Maliny, jeżyny, truskawki i reszta
Pogoda zmienia się z dnia na dzień. Wczoraj było dżdżysto i zimno, a dziś (we wtorek) pełne słońce, ciepło, bezwietrznie. Słowem: jeszcze kawałek lata.
Podobnie letnia atmosfera atmosfera panowała i w Pułtusku. Ożyły targowiska. Małe – na górce obok poczty, i duże – na Rynku. Kupcy, którzy w chłodne, deszczowe dni wyglądali na zrezygnowanych, a ich stoiska wyraźnie pustawe, w ten targowy wtorek ożywili się i przywieźli świeży towar.
Ze zdumieniem zobaczyłem truskawki i zachęcony przez znajomą sprzedawczynię owoców i warzyw – spróbowałem. Tak pysznych truskawek nie jadłem nawet w szczycie sezonu. Były słodkie i aromatyczne. Natychmiast kupiłem cały koszyczek.
Równie smacznie prezentowały się maliny. Też trafiły do mojego bagażnika. Ale najwięcej radości sprawiły mi jeżyny. Były olbrzymie i pełne soku. Wprawdzie te, które czasem znajduję rosnące dziko w lesie, bywają jeszcze lepsze, ale te z plantacji smakowały niemal tak samo. Większą ich część kupiłem na konfitury.
Sporo czasu spędziłem przy stoiskach z pomidorami. Na każdym stoisku próbowałem ich, zajadając jak jabłka. Dzięki temu wyjechałem z targu z pękatym brzuchem, ale równie pełnym wielkim koszem.Część pomidorów też trafi do słoików, ale większość pochłoniemy w sałatkach z jabłkiem, jajkiem na twardo i surowymi jarzynami. Targowy słoneczny wtorek był radosny i smakowity.
Komentarze
dzień dobry …
witamy jesień ciepło … ja wczoraj też się skusiłam na truskawki i zjadłam połowę po drodze …
Żabo … 🙂
Truskawki, maliny i jeżyny sprzedawane są non – stop w moim sklepiku, tylko drogo to wypada, bo o ile 6 zł za półkilogramowy koszyczek truskawek – bądź co bądź daleko po sezonie, to jest cena godziwa, o tyle 7 złotych za 25 dkg malin i jeżyn wypada drogo – to się pochłania natychmiast.
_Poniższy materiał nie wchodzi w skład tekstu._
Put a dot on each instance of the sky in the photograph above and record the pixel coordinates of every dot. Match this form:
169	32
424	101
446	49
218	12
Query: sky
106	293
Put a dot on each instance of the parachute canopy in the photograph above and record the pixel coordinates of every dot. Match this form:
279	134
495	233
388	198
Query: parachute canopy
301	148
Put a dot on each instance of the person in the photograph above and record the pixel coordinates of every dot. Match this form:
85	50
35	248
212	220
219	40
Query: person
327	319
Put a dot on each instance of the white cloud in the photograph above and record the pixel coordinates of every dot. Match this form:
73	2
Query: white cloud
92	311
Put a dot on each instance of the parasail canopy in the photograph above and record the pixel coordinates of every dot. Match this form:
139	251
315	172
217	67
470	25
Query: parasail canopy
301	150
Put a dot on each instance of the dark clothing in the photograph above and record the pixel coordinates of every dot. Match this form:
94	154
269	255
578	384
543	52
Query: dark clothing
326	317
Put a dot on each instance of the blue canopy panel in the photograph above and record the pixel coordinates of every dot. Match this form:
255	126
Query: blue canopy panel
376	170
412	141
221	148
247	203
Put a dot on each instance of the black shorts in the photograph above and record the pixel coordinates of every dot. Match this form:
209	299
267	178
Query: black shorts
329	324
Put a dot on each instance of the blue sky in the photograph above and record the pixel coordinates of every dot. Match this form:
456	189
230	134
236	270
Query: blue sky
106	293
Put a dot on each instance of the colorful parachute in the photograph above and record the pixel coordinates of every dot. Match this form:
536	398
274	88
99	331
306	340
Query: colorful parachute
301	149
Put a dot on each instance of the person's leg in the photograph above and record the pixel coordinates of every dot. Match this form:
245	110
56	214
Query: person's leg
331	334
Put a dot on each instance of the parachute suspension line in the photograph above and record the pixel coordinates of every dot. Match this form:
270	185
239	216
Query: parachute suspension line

Gospodarz ma rację – od lat nie kupowałam tak dojrzałych, pełnych soku i słodkich jeżyn, jak tegoroczne. Z reguły, nawet te duże z plantacji, były kwaśne, jak ocet siedmiu złodziei i posypywanie cukrem było koniecznością, W tym roku można jeść bez słodzenia.
To widzę,że wczoraj było więcej amatorów truskawek.Te kupione przeze mnie były drobne i też niesłychanie słodkie-taki uśmiech lata jesienią 🙂
Kupiłam również różnokolorową paprykę na bieżące potrzeby.Z Latoroślą zajadamy się bardzo papryką z oliwy-najpierw przypiekam w piekarniku,potem zdejmuję skórkę,układam w naczyniu,zalewam oliwą,dodaję czosnek i zioła.Można ją przechowywać przez kilka dni w lodówce.
czy wiecie, że dziś przypada Dzień Spadającego Liścia …. 😉 …
Liście spadają już od pewnego czasu i będą jeszcze spadać, jesień mamy … nie ma na to rady
Żabo – jesteś TYTANEM pracy!
Krysiade – to ma swoją „ciemną stronę mocy”. Żaba jest genetyczną pracocholiczką i zupełnie nie ma wyrozumiałości dla ludzi, „którym się nie chce”. Żaba – pracodawczyni z bólem serca udzielała urlopu i dziwiła się niepomiernie: „Nie wiesz po co jej urlop?” Jako, że dla Żabska ten kawałek zachodnio-pomorskiego to raj ucieleśniony, nie chce zrozumieć, że nie dla każdego. Rozumowo to i owszem, ale w sercu? Tyle jeszcze do zrobienia…
Pyro – z takim pracoholikiem mam do czynienia na co dzień. A ja z tych którym często „się nie chce”.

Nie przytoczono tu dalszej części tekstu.